Flynn, the former director of national intelligence, was apparently unaware of the fact that the FBI routinely wiretaps the phone calls of the Russian delegation in Washington. Recordings and transcripts of the calls later revealed that Flynn and Kislyak, whom intelligence officials reportedly consider a top spy and spy recruiter, did indeed discuss sanctions on the calls. The same day, Vladimir Putin announced he would not retaliate against the U.S. for the sanctions, and would wait for the new administration to come in before responding. Trump later praised the “good move” by the “very smart” Russian president on Twitter.
In addition to his December 2016 calls with Kislyak, Democrats in Congress raised questions about a December 2015 trip Flynn took to Russia. During the trip, paid for by the Russian government, Flynn attended a 10th anniversary gala thrown in honour of Kremlin-funded news network RT. At the dinner, also attended by Green Party candidate Jill Stein, both Flynn and Stein were seated at Putin’s table.
According to a Thursday New York Times report, “among Mr. Trump’s inner circle, it is Mr. Flynn who appears to have been the main interlocutor with the Russian envoy” during the campaign.
Jeff Sessions, Trump attorney general
A bombshell Washington Post report published Wednesday night names at least two occasions on which Sessions, the former Alabama senator recently confirmed as Trump’s attorney general, met with Kislyak, the Russian ambassador. According to the Post, Sessions met with Kislyak first at a Heritage Foundation event held during the July Republican National Convention and then again in September, in a private conversation in Sessions’ office during “the height of what U.S. intelligence officials say was a Russian cyber campaign to upend the U.S. presidential race.”

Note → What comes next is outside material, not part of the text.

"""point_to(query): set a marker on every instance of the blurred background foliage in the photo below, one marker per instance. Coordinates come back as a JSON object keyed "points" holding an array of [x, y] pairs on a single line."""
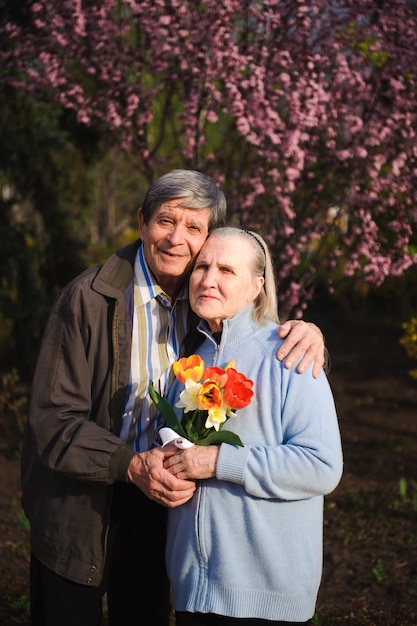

Under oath during his confirmation hearing, Sessions denied any knowledge of communication between the Trump campaign and Russian officials. “I’m not aware of any of those activities. I have been called a surrogate at a time or two in that campaign and I did not have communications with the Russians.” Amid calls to resign (from Democrats) and recuse himself from the investigation into Russian interference in the election (from Republicans), Sessions announced Thursday afternoon he would recuse himself from any investigations relating to the election.
Jared Kushner, Trump son-in-law and senior adviser
In addition to his repeated contacts with Flynn and Sessions during the campaign, the New Yorker reports that Kislyak met with Kushner during a previously undisclosed meeting at Trump Tower in December. The White House told the magazine that the point of their confab was to create “a more open line of communication in the future.”